I to jest prawda, że nasza młodzież nie ma się gdzie podziać, bo też spotkałem się z taką argumentacją, „a gdzie my mamy pójść i to piwo wypić”?
- Radni też podnosili, że nie ma w mieście miejsca, w którym można byłoby spokojnie, na łonie natury przyjść i napić się piwa. Ale było takie miejsce na Polanie Jana, były ławeczki na ścieżce ekologicznej. Patrząc na to, co się stało z Polaną Jana i na to, co się stało z Chatą Syberyjską, można domniemywać, że taka sama przyszłość czeka i przystań.
- Były tam palone ogniska, do którego trafiały ławki, elementy zadaszeń. Nie ma przeszkód, aby tam spożywać alkohol nadal. Jednak tam jest całkowicie ciemno i dlatego młodzież wybiera przystań, która wprawdzie nie jest oświetlona, ale pobliskie markety – tak.
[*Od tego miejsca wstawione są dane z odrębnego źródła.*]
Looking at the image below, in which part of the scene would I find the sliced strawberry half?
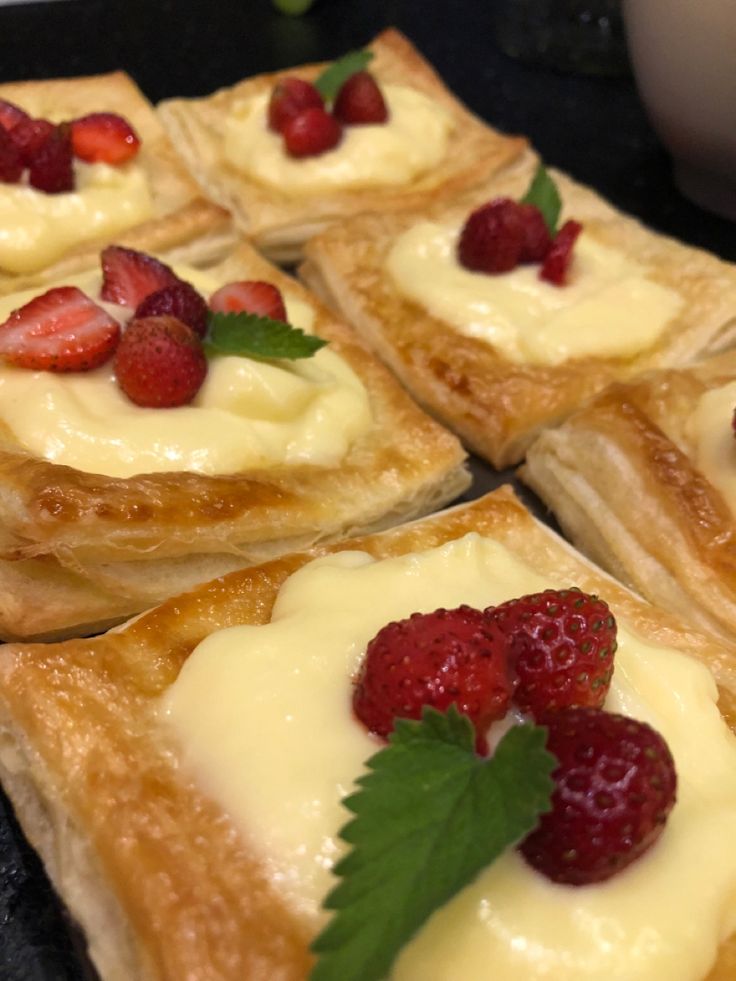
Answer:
[71,112,141,166]
[100,245,181,310]
[0,286,120,372]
Z analizy artyulu wynika, ze alkohol mozna spozywac na chodniu kazdej ulicy. Naczelnik ruch drogowego pan Sarnowski stwierdzil cyt:Alkoholu,wedlug ustawy nie mozna spozywacna ulicach. Chodnik to nie ulica.
~
2009.05.23 11.56.15
naj większee cwaniaczki to nasi \"kochani\" policjnci ktorzy czepiaja sie nie tych co trzeba.
~
2009.05.22 22.20.39
Jak nie ma krzakow to trzeba wyslac lodz podwodna z peryskopem do obserwacji terenu.haha.
~
2009.05.20 08.18.22
Smiechu warte. Ciekawy artykul,konkretny.Panie Przemyslawie po ilu pjiwkach pisal pan te pochwaly.
~Przemysław Frąc
2009.05.15 13.16.41
Ciekawy artykuł, konkretny i rzeczowy,dziękuję.
Pozdrawiam
Przemysław Frąc
~ddd
2009.05.14 13.42.16
a ja lubie sobie palnac piwesko gdzies na laweczce w parku itp co nie znaczy ze robie syf do okola ale nasi policjanci nie dadza sobie wytlumaczyc ze to nie ja zrobilem i daja mandacik
~
2009.05.06 20.56.54
Maja,jezeli nie mozesz patrzec na ludzi pijacych alkohol na prywatnej posesji wyemigruj do jednege z krajow arabskich gdzie obowjzuje prohibicja.Przyslij widokowke.
~Maja
2009.05.06 20.10.31
super, że w Łobzie, dostrzega się problemy cwaniaczków pijacych na teranie posesji wlasciciela ( własciwie to własciciel cwaniaczek), ja mam takiego na przeciwko domu,konfort mieszkania \"O\".
~
2009.05.06 19.34.11
a potem tym samochodem wrócić do miejsca zamieszkania...
~
2009.05.01 22.42.05
Piwo i wodke mozna pic w kazdym miejscu pulicznym w swoim samochodzie.
~
2009.04.28 15.56.05
Szkoda, że radni nie zajęli się przejawami cwaniactwa, tudzież tępieniem tegoż związanego z handlem i spożywaniem alkoholu. Kiedy trwała nagonka na słynną budę z piwem nieopodal fontanny nikt łącznie z prasą nawet się nie zająknął na temat innego bardzo ciekawego zjawiska.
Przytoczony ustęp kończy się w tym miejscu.